The Cubs have won four of their last six games.
— Carrie Muskat
Manager Dale Sveum only needed to see two things from Dioner Navarro on Saturday to know whether his backup catcher and top bench player was able to play three days after being carted off the field.
“Just walk and squat,” Sveum said of the requirements. “One time was fine enough.”
Navarro also was ready to hit. Darwin Barney smacked a game-tying two-run double in the eighth and Navarro followed with a pinch-hit RBI double to lift the Cubs to a motivated 6-5 victory over the Cardinals.
Nate Schierholtz delivered a RBI single in the ninth, which turned out to be much needed as Matt Holliday hit his second home run of the game in the St. Louis ninth off Kevin Gregg. Welington Castillo hit a solo home run and sacrifice fly for the Cubs, who came into this series with a few more incentives than past matchups. Adam Wainwright was originally scheduled to start Saturday but was skipped so he could be ready for St. Louis’ upcoming series against Pittsburgh. The Cubs felt snubbed.
“If you look at it from their point of view, you don’t really try to take offense to that kind of stuff,” Barney said. “Obviously, we knew what happened, and it wasn’t not talked about, I’ll say that. That young kid [Michael Wacha] threw well today and he has good stuff. It’s not like they were throwing a nobody against us. It’s one of those things.”
Wacha, making his fourth big league start, served up Castillo’s home run leading off the Chicago second. Holliday belted a three-run homer off Cubs starter Carlos Villanueva with one out in the fourth to go ahead, 3-1. Castillo added a sacrifice fly in the fifth but Matt Carpenter and Carlos Beltran hit back to back doubles in the sixth to take a 4-2 lead.
In the eighth, Trevor Rosenthal walked Castillo and Schierholtz, then struck out the next two batters. Barney, batting .211, then lined a double to right to drive in both and tie the game.
“People are always, ‘Why don’t you pinch-hit for Barney?'” Sveum said. “It’s because he’s the one guy who is going to battle and put the ball in play and do baseball player-type things.”
Navarro arrived in St. Louis about five hours before game time. He injured his right ankle in a collision at home plate on Wednesday in Philadelphia with Chase Utley, and had gone to Chicago to be examined. Prior to the game, Navarro had to do some agility drills — as well as walk and squat — and was pronounced fit. He didn’t take batting practice but it didn’t seem to matter as he lined a 97 mph fastball from Rosenthal to right.
“He gets here today,” Barney said, “and he hadn’t taken a swing, he didn’t take batting practice, and he’s one of those guys who’s a gamer.

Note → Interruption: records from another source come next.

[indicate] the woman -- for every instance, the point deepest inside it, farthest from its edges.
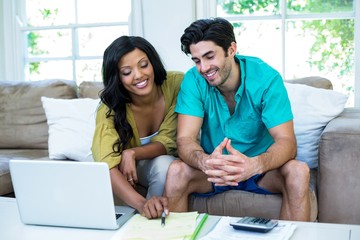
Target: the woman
(136, 123)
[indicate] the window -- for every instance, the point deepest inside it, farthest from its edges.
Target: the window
(299, 38)
(66, 38)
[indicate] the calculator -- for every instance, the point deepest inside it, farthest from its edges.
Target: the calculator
(256, 224)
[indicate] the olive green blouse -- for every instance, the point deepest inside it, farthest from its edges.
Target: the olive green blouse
(105, 134)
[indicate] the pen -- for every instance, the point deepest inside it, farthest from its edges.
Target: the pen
(163, 219)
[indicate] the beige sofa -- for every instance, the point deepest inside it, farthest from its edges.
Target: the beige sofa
(334, 189)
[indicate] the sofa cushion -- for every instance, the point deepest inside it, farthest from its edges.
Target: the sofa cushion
(313, 108)
(22, 118)
(90, 89)
(70, 130)
(7, 154)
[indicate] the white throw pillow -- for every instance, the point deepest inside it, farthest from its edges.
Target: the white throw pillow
(313, 108)
(71, 127)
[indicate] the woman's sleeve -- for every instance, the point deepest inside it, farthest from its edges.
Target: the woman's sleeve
(167, 131)
(104, 137)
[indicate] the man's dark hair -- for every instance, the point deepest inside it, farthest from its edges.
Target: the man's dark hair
(218, 30)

Turn on 98 [mph] like that after not seeing a pitch in three days is pretty unbelievable.”
Blake Parker picked up his first Major League win in relief, and Gregg hung on for his 25th save, and survived David Freese’s liner off his right shoulder.
With the win, the Cubs notched their first series victory at Busch Stadium since sweeping the Cardinals in a three-game set, Sept. 13-15, 2010. The two teams square off next weekend at Wrigley Field. Wainwright’s next start, by the way, is Tuesday against the Pirates.